As Kerry, Ember and the rest of the crew ready the fields for harvesting all the delicious produce we will be enjoying, Tina Alexander, the Penelope’s Garden work-for-share extraordinaire, has been busy planning, planting and pruning away in Penelope’s Garden.
Beginning this week, the following herbs are ready to cut (just look for the yellow circles):
Peppermint – alleviates pain and reduces anxiety.
Chocolate mint – really tastes like chocolate and pairs well in cakes, ice cream and even salads.
Spearmint – high in antioxidants, it’s used to combat nausea and strengthen the immune system.
Field mint – perfect for easing indigestion, colic and halitosis.
Buena verba/Sweet mint – this type of mint is best for mojitos and mocktails (Mentha x suavis).
Apple mint (which is everywhere!)– also called the woolly or pineapple mint, it’s often used in culinary recipes with fresh fruits.
Catnip – this herb may drive your kitties wild but did you know its tea also soothes menstrual cramps?
Kapoor Tulsi/Holy basil – famous for its anxiety-reducing effects, it’s also used to clear the respiratory tract. Makes a delicious tea.
Chamomile – among its many uses, aids in treating colic, insomnia and digestive issues.
Lemon balm – helps with headaches and great for liver health.
Lime balm – calms the nervous system and promotes sleep.

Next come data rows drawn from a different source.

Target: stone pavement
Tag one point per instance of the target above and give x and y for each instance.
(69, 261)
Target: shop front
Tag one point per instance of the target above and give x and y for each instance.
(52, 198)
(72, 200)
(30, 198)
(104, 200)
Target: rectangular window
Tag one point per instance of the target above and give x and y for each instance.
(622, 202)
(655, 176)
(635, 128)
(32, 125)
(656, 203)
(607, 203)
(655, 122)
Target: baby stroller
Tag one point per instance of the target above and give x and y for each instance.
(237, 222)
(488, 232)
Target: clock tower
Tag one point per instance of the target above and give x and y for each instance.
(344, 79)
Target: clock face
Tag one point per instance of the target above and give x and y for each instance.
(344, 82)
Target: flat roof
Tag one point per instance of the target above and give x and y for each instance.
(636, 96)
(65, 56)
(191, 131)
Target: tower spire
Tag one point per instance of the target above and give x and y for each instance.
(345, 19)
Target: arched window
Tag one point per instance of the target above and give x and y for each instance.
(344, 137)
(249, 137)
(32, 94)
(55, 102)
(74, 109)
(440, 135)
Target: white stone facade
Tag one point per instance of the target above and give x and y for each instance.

Has a more gentle flavor than lemon balm.
Anise Hyssop –related to mint but tastes like licorice, it can help with healing burns, improving circulation and ridding the body of parasites.
Yarrow – hailed by both the ancient Greeks and Native Americans, it’s applied to wounds and makes a great addition to any garden, as it repels pests and attracts pollinators. Please note that yarrow is toxic to cats, dogs and horses.
Motherwort – famous for supporting women’s reproductive health and calming nerves.
Comfrey – Bumblebees love their flowers and its hairy leaves have been traditionally applied to bruises and sprains and for relieving aching muscles in a soak. However, internal indigestion is not encouraged, due to potential liver issues.
And depending on the upcoming rainfall, we should expect calendula, skullcap, feverfew, borage and dandelions to be ready for harvesting in the coming weeks.